# Get a new nanna goat woooow



## magpie (Oct 23, 2013)

I'm getting a nother new goat in 3 weeks the ladie I got her from can't take care of her anymore so I'm getting her and she got her breed and she due in December It going to be so cold but get more goat yea yea wish me luck getting her guys I've only got to see what she look like once so she may be different now I can't wait I'm so excited


----------



## mmiller (Apr 3, 2012)

Was you able to get your goat?


----------



## magpie (Oct 23, 2013)

mmiller said:


> Was you able to get your goat?


yhea


----------



## toth boer goats (Jul 20, 2008)

Pics please


----------



## mmiller (Apr 3, 2012)

Yes would love pics. What breed is she?


----------



## magpie (Oct 23, 2013)

mmiller said:


> Yes would love pics. What breed is she?

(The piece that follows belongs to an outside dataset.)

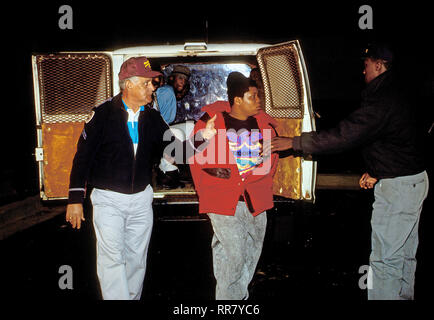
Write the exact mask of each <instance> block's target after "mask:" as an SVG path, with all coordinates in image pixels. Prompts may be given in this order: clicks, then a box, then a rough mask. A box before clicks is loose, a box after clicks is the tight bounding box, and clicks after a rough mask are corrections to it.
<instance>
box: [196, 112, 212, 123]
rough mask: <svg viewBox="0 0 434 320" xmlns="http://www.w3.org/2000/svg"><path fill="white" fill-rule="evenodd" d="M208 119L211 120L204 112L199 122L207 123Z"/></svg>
mask: <svg viewBox="0 0 434 320" xmlns="http://www.w3.org/2000/svg"><path fill="white" fill-rule="evenodd" d="M209 119H211V116H210V115H209V114H208V113H207V112H205V113H204V114H203V115H202V117H200V119H199V120H201V121H203V122H207V121H208V120H209Z"/></svg>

K I will she is a boer goat and she is 9 Months old already


----------



## Crossroads Boers (Feb 19, 2011)

Cool!!  Boers are great goats.


----------



## magpie (Oct 23, 2013)

Crossroads Boers said:


> Cool!!  Boers are great goats.


Yes hey are


----------



## magpie (Oct 23, 2013)

magpie said:


> Yes hey are


Yes they are sorry guys


----------